Firefox users have been spoiled all these years, always having the capability of installing any add-on they've desired.
Yes how pampered a life I've led in my fantasy-land where the computer performs in accordance with my instruction. oh i was a fool to think personal computing would remain my own personal fucking shangri-la. Thank god Mozilla has come to the rescue and spirited me away from this dubotcherous land of sodom called personal computing. But hey, you know, whatever it takes for your corporate masters to reign in ad blocking, cookie whitelisting, and script blocking. I just cant wait to watch another taylor swift autoplay video.
Good people go to bed earlier.
"mandatory add-on signing refers to Firefox preventing users from installing any add-ons that have not been approved by mozilla's testers. ... firefox users have been spoiled all these years, always having the capability of installing any add-on they've desired."
of course doing what we "desire" should not be allowed.
stay within the plantation and obey the rules, that way nothing gets broken or get crashed (hopefully). and nobody gets "spoiled", god forbid!
we, the user children, should not be 'spoiled" by allowing us to make mistakes, by too much freedom to do what we 'desire'.
be calm, be correct, be at peace, ... as in "rest in peace"? in mozilla's politically correct heaven.
That's probably going to drop a bit it they break all the add-ons.
(Again...)
My interpretation of Mozilla's plans is that they plan to gradually deprecate XUL in order to give time for developers to keep their extensions working with every version of Firefox. So it's not as if they're all going to break overnight. Some will break and won't get fixed if they're not maintained, but that happens on every platform.
Firefox has been extremely unstable for us for at least the last year.
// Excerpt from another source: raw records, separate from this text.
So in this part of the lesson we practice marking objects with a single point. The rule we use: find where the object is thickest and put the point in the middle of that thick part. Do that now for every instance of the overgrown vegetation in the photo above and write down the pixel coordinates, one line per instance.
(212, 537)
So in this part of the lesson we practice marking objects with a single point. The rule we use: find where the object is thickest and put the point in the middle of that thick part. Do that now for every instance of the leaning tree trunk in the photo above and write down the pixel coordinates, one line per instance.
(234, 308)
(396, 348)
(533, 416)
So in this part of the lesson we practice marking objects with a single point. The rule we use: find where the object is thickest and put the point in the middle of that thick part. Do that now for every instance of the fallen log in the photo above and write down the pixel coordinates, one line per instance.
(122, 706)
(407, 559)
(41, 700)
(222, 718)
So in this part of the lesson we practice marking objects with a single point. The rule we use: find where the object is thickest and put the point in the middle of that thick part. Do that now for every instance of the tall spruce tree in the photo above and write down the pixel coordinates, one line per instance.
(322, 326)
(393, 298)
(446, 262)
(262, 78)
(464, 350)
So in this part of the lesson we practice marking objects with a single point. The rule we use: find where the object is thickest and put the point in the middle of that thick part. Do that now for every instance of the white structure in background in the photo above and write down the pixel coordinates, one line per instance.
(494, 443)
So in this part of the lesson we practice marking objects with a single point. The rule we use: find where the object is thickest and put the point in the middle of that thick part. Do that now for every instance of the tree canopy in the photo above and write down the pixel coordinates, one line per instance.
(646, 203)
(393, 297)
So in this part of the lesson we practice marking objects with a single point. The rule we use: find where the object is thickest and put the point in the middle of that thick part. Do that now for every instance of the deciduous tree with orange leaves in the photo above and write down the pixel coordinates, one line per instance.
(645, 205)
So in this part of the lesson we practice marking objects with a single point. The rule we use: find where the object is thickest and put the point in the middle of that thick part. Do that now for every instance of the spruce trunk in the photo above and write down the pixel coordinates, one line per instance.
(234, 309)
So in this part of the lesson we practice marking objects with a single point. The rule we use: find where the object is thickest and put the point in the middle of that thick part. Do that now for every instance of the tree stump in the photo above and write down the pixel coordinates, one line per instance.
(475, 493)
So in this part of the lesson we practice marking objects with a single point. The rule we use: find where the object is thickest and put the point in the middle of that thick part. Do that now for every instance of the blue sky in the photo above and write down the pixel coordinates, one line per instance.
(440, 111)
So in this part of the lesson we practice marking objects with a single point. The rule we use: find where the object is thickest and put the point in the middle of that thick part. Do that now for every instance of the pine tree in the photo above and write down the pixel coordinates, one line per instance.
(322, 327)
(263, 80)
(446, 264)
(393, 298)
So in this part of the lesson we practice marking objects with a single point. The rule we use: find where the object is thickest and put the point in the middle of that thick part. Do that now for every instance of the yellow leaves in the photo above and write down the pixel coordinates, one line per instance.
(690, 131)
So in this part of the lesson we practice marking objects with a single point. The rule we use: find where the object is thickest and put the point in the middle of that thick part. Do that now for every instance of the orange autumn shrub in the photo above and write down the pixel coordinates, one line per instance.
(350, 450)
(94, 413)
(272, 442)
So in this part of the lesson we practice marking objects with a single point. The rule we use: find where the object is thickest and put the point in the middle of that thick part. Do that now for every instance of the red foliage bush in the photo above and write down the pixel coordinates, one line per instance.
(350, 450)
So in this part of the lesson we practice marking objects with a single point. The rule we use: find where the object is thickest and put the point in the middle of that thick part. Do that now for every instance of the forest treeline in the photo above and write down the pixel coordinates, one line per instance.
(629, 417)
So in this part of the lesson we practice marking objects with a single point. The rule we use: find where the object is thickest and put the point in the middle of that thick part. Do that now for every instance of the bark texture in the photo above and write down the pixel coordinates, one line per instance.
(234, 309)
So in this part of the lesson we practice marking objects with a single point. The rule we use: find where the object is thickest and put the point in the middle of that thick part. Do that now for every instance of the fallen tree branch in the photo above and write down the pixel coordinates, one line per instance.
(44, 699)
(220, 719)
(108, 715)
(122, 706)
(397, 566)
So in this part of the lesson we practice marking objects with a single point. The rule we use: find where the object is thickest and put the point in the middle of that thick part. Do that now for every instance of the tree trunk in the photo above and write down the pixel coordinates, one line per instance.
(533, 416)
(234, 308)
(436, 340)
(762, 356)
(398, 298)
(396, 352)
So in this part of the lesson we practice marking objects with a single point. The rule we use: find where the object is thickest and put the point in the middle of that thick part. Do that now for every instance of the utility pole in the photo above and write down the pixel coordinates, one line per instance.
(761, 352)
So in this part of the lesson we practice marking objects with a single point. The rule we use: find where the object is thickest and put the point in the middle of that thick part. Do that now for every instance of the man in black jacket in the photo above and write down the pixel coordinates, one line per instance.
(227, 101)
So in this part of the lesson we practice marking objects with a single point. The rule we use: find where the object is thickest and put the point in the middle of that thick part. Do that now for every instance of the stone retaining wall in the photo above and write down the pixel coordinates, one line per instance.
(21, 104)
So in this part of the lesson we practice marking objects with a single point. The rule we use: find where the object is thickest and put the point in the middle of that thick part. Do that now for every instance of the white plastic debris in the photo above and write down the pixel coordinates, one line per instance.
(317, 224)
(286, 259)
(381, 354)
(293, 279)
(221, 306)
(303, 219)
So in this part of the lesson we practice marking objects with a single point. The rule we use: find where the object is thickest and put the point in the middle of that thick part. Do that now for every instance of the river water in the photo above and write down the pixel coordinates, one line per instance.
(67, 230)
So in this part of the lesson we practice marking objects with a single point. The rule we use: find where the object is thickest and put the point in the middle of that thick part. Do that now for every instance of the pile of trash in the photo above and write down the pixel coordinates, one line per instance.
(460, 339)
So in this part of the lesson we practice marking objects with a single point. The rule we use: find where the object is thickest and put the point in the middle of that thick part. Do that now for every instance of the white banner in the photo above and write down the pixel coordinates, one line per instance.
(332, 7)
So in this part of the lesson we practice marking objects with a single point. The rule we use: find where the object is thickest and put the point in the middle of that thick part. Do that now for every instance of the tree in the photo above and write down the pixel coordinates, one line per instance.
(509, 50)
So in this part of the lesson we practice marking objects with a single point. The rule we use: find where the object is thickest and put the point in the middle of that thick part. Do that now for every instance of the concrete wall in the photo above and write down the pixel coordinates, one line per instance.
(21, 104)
Finally putting a process behind each tab is an important step, certainly, but its one they should have implemented 2+ years ago. I also really wish Mozilla would stop with all the useless bells and whistles that nobody uses and instead focus on stabilizing the code they have.
My recommendation... switch to chrome. It's a much better browser.
-Matt
The largest problem with mandatory signing is that you must send your source-code to mozilla to be signed and they do not (and really, can not) guarantee that it won't leak out to someone else. So if you have an in-house developed extension that contains proprietary business information, you must choose between getting it signed or running versions of firefox that do not receive regular security updates and do not have signature checking for any extensions at all, so are basically the worst of both worlds. They could avoid this problem with one level of abstraction, you sign your own extension then they sign that signature. They could even automate it so the extra layer of indirection is invisible to anyone who is OK with sending their source to mozilla for signing.
But even that's brittle in the face of unexpected circumstances. Which is the fundamental problem with the "everything not explicitly allowed is forbidden" security models. They have their place, but they do take the "general" out of "general computing." Unforeseen consequences and all that.
The correct solution would be to have a signature checking config setting stored somewhere that is writeable only by an administrator account. All the major OSes have that kind of ability.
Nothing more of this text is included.